Zhang Yu, Chen Sheng, Liu Dewen
School of Advanced Interdisciplinary Studies, Hunan University of Technology and Business, 569 Yuelu Ave., Yuelu District, Changsha, 410205, China.
School of Science, Hunan University of Technology and Business, 569 Yuelu Ave., Yuelu District, Changsha, 410205, China.
Arch Public Health. 2024 Oct 30;82(1):195. doi: 10.1186/s13690-024-01386-2.
The global surge of environmental pollution exacerbates health issues, disease incidence, and economic strain. In China, the increasing healthcare costs of the elderly population necessitate addressing this challenge as part of the "Healthy China" strategy. We explore the impact of environmental quality on elderly healthcare expenses.
This study devised a comprehensive environmental quality index for 30 Chinese provinces, excluding Tibet, which was correlated with medical expenses for individuals older than 60 years, using China Family Panel Studies (CFPS) data. Because the traditional econometric model cannot solve the endogeneity problem and the selection of instrumental variables is subjective, a new machine learning algorithm is adopted based on the traditional ordinary least squares (OLS) model and the fixed effect model to conduct causal analysis to ensure the reliability of the results. Finally, heterogeneity analysis was conducted based on the generalized random forest algorithm.
Southern provinces such as Jiangxi and Guangxi exhibited superior environmental qualities. A regional analysis revealed a gradient where environmental quality decreased from west to east and from south to north. Both conventional and machine learning methodologies underscored a pivotal finding: enhanced environmental qualities significantly curtail elderly healthcare expenses. A heterogeneity assessment revealed that such improvements predominantly benefit elderly people in the eastern and central regions, with marginal impacts in the west. For different groups, the improvement of environmental quality can significantly reduce the medical expenditure of people aged 60 to 75, with bedtime hours between 9 and 11 PM and a lower household income.
This study, employing machine learning and traditional models, demonstrates that enhancements in environmental quality significantly reduce medical costs for the elderly in China, especially in the eastern and central regions, and among demographics such as individuals aged 60-75 and low-income households. These findings underscore the potential of environmental policies to lower medical costs within the "Healthy China" initiative framework. However, the study's scope is limited by the environmental quality index and the extent of data coverage, indicating a need for further research expansion.

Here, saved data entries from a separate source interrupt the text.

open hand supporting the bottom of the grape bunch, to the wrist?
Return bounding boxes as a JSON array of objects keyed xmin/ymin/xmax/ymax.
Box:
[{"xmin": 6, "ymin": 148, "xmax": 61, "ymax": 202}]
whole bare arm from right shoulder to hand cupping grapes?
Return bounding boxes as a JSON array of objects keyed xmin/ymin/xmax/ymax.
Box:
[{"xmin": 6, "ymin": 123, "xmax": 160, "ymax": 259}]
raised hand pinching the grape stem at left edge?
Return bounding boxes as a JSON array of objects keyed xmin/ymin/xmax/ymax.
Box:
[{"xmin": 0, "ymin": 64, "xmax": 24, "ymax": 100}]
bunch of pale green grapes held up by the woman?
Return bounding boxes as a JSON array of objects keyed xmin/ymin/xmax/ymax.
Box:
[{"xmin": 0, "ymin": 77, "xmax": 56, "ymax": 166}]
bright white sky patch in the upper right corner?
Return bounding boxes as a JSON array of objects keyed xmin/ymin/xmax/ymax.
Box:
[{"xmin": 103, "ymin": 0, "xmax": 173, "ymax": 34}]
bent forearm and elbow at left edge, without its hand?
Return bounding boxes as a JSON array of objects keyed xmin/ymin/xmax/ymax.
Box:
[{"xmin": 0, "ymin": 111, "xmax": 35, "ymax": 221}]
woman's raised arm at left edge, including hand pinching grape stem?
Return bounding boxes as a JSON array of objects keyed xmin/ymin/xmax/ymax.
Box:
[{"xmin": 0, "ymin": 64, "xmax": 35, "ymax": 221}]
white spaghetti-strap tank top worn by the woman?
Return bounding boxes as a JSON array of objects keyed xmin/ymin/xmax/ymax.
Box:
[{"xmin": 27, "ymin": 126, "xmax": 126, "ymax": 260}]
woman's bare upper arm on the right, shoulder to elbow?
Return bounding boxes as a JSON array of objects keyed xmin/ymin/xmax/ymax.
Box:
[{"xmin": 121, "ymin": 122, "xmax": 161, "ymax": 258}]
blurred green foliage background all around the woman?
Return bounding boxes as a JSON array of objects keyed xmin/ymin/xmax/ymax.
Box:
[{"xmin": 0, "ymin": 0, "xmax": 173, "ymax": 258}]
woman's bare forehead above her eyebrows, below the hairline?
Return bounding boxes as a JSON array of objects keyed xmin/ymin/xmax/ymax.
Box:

全球环境污染的激增加剧了健康问题、疾病发病率和经济压力。在中国,老年人口不断增加的医疗保健成本使得应对这一挑战成为“健康中国”战略的一部分。我们探讨环境质量对老年人医疗费用的影响。
本研究利用中国家庭追踪调查(CFPS)数据,为中国除西藏外的30个省份设计了一个综合环境质量指数,并将其与60岁以上人群的医疗费用相关联。由于传统计量经济学模型无法解决内生性问题且工具变量的选择具有主观性,因此在传统普通最小二乘法(OLS)模型和固定效应模型的基础上,采用一种新的机器学习算法进行因果分析,以确保结果的可靠性。最后,基于广义随机森林算法进行异质性分析。
江西和广西等南方省份环境质量较好。区域分析显示出一种梯度,即环境质量从西向东、从南向北下降。传统方法和机器学习方法均突出了一个关键发现:环境质量的提高显著降低了老年人的医疗费用。异质性评估显示,这种改善主要惠及东部和中部地区的老年人,对西部地区影响较小。对于不同群体,环境质量的改善可显著降低60至75岁、晚上9点至11点睡觉且家庭收入较低人群的医疗支出。
本研究采用机器学习和传统模型表明,环境质量的提高显著降低了中国老年人的医疗成本,尤其是在东部和中部地区,以及60 - 75岁人群和低收入家庭等人口群体中。这些发现凸显了环境政策在“健康中国”倡议框架内降低医疗成本的潜力。然而,该研究的范围受到环境质量指数和数据覆盖范围的限制,表明需要进一步扩大研究。